A GRF file is a collection of "sprites", meaning rectangular graphics
objects that are drawn to the screen. Examples are the vehicle graphics,
the landscape tiles, and pretty much everything that you see on the
screen.
The GRF file is simply one sprite following after another until the end
of the file with no meta-information. The list of sprites is terminated
by a zero-size sprite, and followed by what looks to be a
four-byte checksum at the very end of the file. TTD never even looks at the
checksum though.
Sprite Info
Each sprite starts with a record of the following data:
WORD size
Note, size can be either compressed or uncompressed size,
see below. It includes the following info bytes.
BYTE info
Bitcoded value that determines what type this sprite is.
Bit
Val
Meaning
0
1
?
1
2
Size is compressed size if set
If this bit is set, the given size is simply the
size in the file. If it is unset, you *must*
decompress it to find out how large it is in the
file.
2
4
?
3
8
Has transparency (i.e. is a tile), see below
others
?
If info==0xff, the sprite is a special type and has none
of the following info byte, it is simply a stream of some
bytes with the given size. For example, these are used
for specifying colour maps for the transparency feature and
the company colours, as well as making a grey-scale image
for the newspaper. With TTDPatch, these sprites are so-called
"actions", see TTDPatch's sprites.txt for more details.
BYTE ydim
How many lines there are in the sprite (y dimension)
WORD xdim
How many columns there are (x dimension)
WORD xrel
Horizontal offset. The offset is counted from the base coordinate for each sprite.
WORD yrel
Vertical offset
After this follows the actual compressed data. If info bit 3 is not set, the
data is simply a stream of pixels from left to right, and from top to bottom,
making up xdim*ydim bytes.
Finally, the file ends with a four byte checksum. I do not know the algorithm
to calculate this, however it isn't important because this checksum is never
even looked at anyway.
Tile sprites
If info bit 3 is set, the sprite is a tile and has some special transparency
information that is encoded like follows. Each line is encoded separately
and split into "chunks". Each chunk contains pixels, but the chunks may
skip a few pixels which are then transparent.

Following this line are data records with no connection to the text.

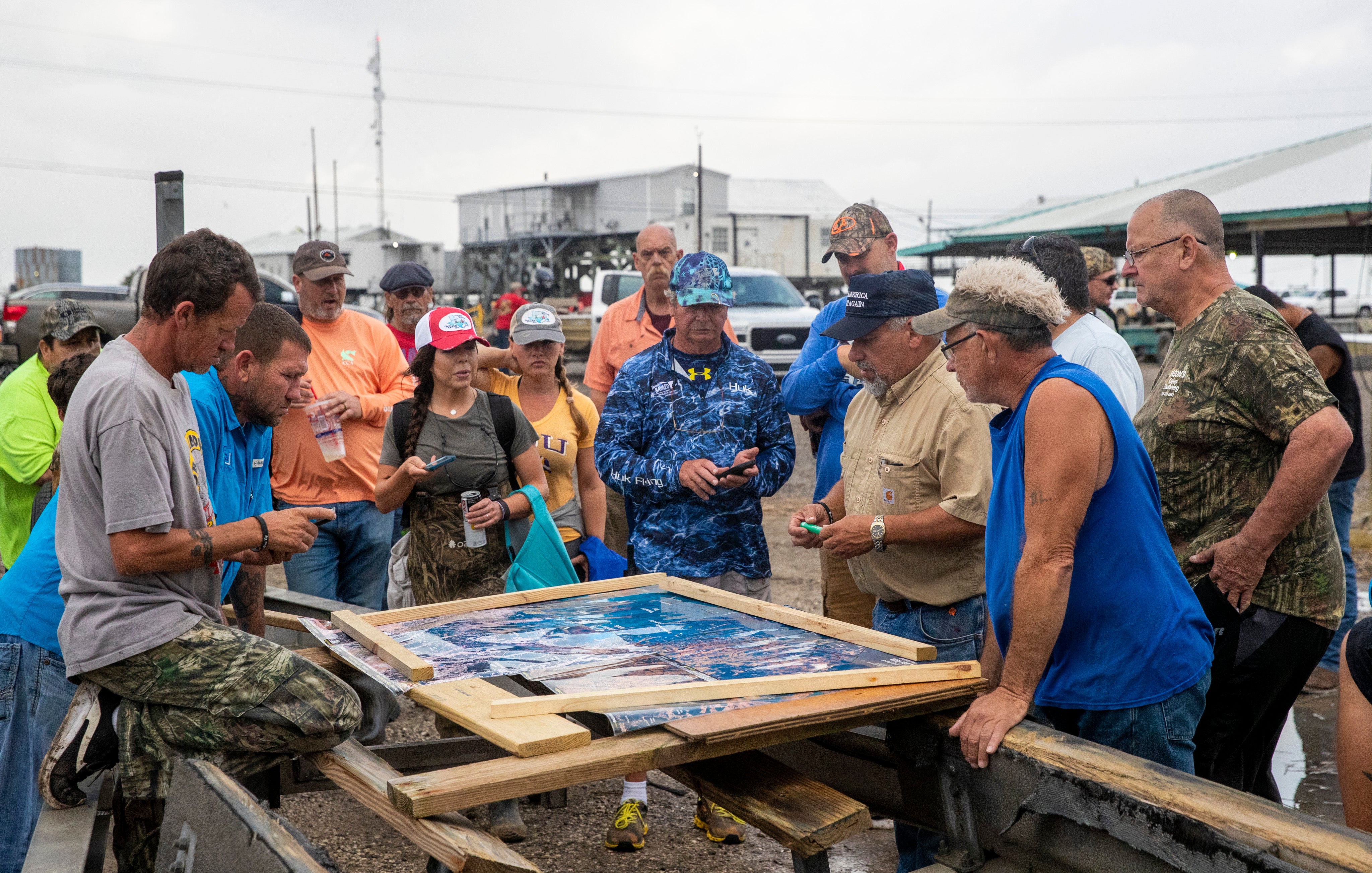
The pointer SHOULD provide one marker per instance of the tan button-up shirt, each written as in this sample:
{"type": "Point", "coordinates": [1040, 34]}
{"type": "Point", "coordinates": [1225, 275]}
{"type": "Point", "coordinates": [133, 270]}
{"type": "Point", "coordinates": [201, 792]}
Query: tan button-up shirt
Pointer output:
{"type": "Point", "coordinates": [921, 445]}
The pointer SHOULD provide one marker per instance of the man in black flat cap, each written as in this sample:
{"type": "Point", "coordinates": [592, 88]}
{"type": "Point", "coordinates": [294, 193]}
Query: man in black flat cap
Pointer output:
{"type": "Point", "coordinates": [914, 488]}
{"type": "Point", "coordinates": [409, 294]}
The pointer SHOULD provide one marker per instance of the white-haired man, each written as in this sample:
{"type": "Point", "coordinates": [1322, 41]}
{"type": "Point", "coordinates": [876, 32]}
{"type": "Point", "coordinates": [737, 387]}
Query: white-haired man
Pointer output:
{"type": "Point", "coordinates": [1101, 631]}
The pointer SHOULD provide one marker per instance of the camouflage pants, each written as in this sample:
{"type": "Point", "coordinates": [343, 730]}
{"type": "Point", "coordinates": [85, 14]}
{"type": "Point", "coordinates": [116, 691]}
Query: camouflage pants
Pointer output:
{"type": "Point", "coordinates": [220, 695]}
{"type": "Point", "coordinates": [441, 566]}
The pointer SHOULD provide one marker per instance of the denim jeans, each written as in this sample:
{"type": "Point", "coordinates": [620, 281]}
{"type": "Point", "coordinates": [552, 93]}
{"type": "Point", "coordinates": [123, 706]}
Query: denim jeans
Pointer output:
{"type": "Point", "coordinates": [348, 561]}
{"type": "Point", "coordinates": [1161, 732]}
{"type": "Point", "coordinates": [958, 632]}
{"type": "Point", "coordinates": [1341, 502]}
{"type": "Point", "coordinates": [35, 695]}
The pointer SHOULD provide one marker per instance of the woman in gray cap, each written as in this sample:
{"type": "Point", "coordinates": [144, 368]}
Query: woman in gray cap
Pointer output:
{"type": "Point", "coordinates": [564, 419]}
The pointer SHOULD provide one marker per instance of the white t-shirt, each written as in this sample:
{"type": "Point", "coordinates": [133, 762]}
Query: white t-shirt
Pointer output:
{"type": "Point", "coordinates": [1099, 349]}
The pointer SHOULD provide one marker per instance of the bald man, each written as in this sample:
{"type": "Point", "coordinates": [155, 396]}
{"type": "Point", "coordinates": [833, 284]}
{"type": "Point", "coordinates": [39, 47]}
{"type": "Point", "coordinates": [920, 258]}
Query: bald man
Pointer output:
{"type": "Point", "coordinates": [1246, 440]}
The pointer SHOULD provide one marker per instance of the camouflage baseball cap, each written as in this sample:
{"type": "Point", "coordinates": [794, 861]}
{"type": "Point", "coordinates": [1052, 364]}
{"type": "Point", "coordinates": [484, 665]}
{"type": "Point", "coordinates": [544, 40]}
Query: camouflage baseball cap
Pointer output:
{"type": "Point", "coordinates": [1098, 261]}
{"type": "Point", "coordinates": [855, 230]}
{"type": "Point", "coordinates": [319, 260]}
{"type": "Point", "coordinates": [66, 319]}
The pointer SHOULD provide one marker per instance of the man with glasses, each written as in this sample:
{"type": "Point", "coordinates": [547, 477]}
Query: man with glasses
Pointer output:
{"type": "Point", "coordinates": [1083, 339]}
{"type": "Point", "coordinates": [409, 294]}
{"type": "Point", "coordinates": [695, 434]}
{"type": "Point", "coordinates": [1246, 440]}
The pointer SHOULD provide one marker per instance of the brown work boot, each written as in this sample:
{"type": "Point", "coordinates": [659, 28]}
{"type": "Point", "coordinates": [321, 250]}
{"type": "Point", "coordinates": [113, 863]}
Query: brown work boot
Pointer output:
{"type": "Point", "coordinates": [629, 829]}
{"type": "Point", "coordinates": [719, 824]}
{"type": "Point", "coordinates": [1322, 683]}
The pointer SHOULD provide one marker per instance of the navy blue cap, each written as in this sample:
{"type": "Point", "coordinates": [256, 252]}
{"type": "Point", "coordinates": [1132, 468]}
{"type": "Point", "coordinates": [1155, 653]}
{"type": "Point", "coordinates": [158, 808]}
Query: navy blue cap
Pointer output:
{"type": "Point", "coordinates": [876, 297]}
{"type": "Point", "coordinates": [405, 275]}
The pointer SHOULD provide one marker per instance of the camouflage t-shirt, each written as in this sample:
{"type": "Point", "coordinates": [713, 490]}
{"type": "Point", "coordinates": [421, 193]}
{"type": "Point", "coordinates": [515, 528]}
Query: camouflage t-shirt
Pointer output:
{"type": "Point", "coordinates": [1235, 383]}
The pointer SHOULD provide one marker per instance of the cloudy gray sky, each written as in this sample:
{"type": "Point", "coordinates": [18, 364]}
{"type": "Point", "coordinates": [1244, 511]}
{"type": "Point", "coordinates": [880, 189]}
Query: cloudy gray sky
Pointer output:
{"type": "Point", "coordinates": [977, 106]}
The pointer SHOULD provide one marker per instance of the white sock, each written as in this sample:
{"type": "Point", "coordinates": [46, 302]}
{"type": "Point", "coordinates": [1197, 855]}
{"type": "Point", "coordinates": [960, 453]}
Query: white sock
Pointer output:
{"type": "Point", "coordinates": [634, 791]}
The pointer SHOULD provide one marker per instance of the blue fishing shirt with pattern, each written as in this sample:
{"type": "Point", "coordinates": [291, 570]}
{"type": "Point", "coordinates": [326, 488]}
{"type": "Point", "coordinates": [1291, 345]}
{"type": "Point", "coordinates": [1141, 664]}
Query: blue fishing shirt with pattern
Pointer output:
{"type": "Point", "coordinates": [667, 408]}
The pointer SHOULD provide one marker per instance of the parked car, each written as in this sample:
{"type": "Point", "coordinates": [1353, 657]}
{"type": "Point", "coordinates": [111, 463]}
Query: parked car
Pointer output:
{"type": "Point", "coordinates": [770, 316]}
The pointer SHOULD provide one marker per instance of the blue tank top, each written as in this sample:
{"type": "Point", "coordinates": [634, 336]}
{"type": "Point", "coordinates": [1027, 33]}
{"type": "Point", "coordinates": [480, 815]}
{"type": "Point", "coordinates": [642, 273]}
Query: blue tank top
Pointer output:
{"type": "Point", "coordinates": [1134, 632]}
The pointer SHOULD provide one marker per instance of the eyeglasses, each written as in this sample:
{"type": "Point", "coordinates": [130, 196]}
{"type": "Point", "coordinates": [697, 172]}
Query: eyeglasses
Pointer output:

The sprite data first starts off with a list of two-byte offsets, one for each
line. These determine at which offset each line starts, counted from the
first info byte. Then follow the chunks for the lines:
BYTE cinfo
The high bit is set if this is the last chunk in the line.
The line need not be filled entirely, any remaining pixels
are simply transparent.
The lower seven bits give the length of this chunk in pixels.
BYTE cofs
x offset at which this chunk starts. The pixels between this
chunk and the last one will be transparent.
After this follow (cinfo & 0x7f) bytes of pixels.
Compression algorithm
The compression used is a variation on the LZ77 algorithm which detects
redundancy and losslessly reduces the size of the data. Here's how the
compressed data looks in a GRF file.
The compressed stream contains either a pointer to an earlier location and
a length, which means that these bytes are copied over from the given location,
or it contains a length and a verbatim chunk which is copied to the output
stream.
BYTE code
The high bit of the code shows whether this is a verbatim
chunk (not set) or a repetition of earlier data (set).
The meaning of the following bytes depends on whether the high bit of code is set.
If the high bit is not set, what follows is code&0x7f bytes of verbatim data,
or 0x80 bytes of verbatim data if code==0.
If the high bit is set, the code has a slightly different meaning. Bits 3 to 7
are now five bits defining the negative value of the length, that is how much data
should be copied from the earlier location. Bits 0 to 2 are the high bits of an offset,
with the low bits being in the next byte.
BYTE lofs
Low bits of the offset
Use this to extract length and offset:
unsigned long length = -(code >> 3);
unsigned long offset = ( (code & 7) << 8 ) | lofs;
It's important that the variables are unsigned and at least two bytes large.
(But "code" must be a signed char, of course.)
The offset is counted backwards from the current location. So you subtract
the offset from your position in the output stream and copy the given number
of bytes.
And that's pretty much all you need to know about a GRF file!